There was nothing any lonelier or more depressing about skid row than any other home Daniel had made for himself over the years. But there was nothing worth romanticizing, either. He had his days free to wander the city, and at night he had a tent to zip up, shutting out the rest of the world. He had neighbors who kept to themselves. He had a system he could manage.

He’d long ago given up on the pursuit of happiness. Mischief had never held any real appeal, not like it did for so many of his fellow fallen angels. No; prevention—preventing Luce from loving him, from even knowing him in this life—that was his last and only goal.
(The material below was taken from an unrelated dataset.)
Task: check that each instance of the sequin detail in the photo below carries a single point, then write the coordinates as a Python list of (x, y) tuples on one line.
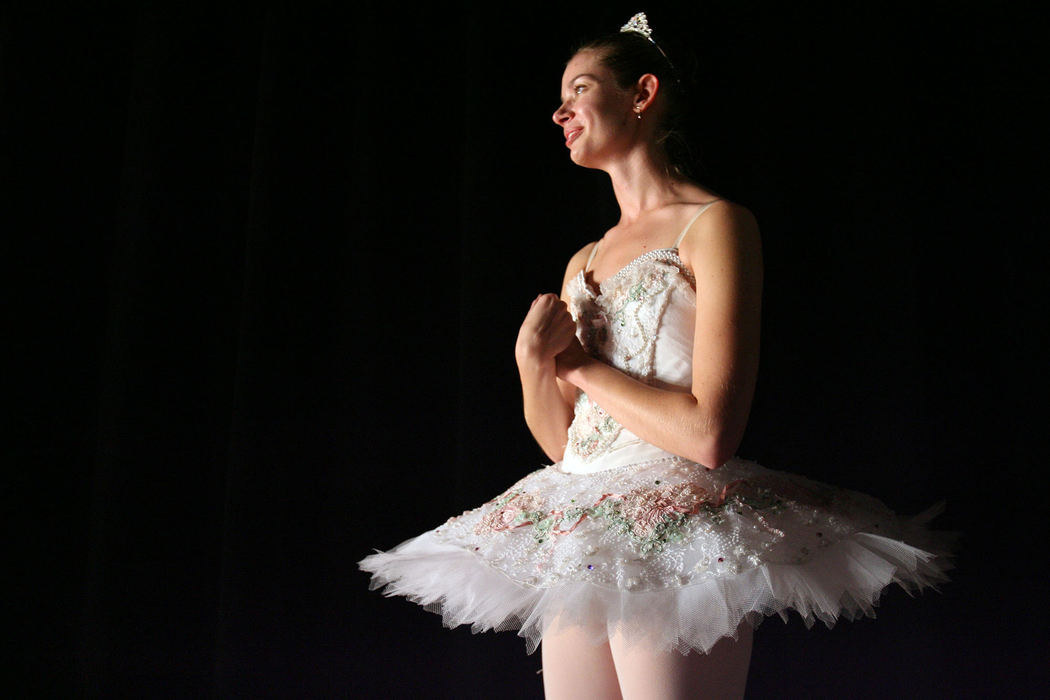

He rarely flew anymore, and he did miss that. His wings wanted out. His shoulders itched almost all the time, and the skin of his back felt perpetually about to explode from the pressure. But it seemed too conspicuous to let them free—even at night, in the dark, and alone. Someone was always watching him, and he didn’t want Arriane or Roland or even Gabbe to know where he was hiding out. He didn’t want company at all.

But every once in a while he was supposed to check in with a member of the Scale. They were sort of like parole officers for the fallen. In the beginning, the Scale had mattered more. More angels out there to measure, more to nudge back toward their truest nature. Now that so few of them remained “up for grabs,” the Scale liked to keep a special eye on Daniel. All the meetings he’d had with them over the years added up to nothing but an enormous waste of time. Until the curse was broken, things were bound to remain this way: in limbo. But he’d been around long enough to know that if he didn’t seek them out, they would come to him.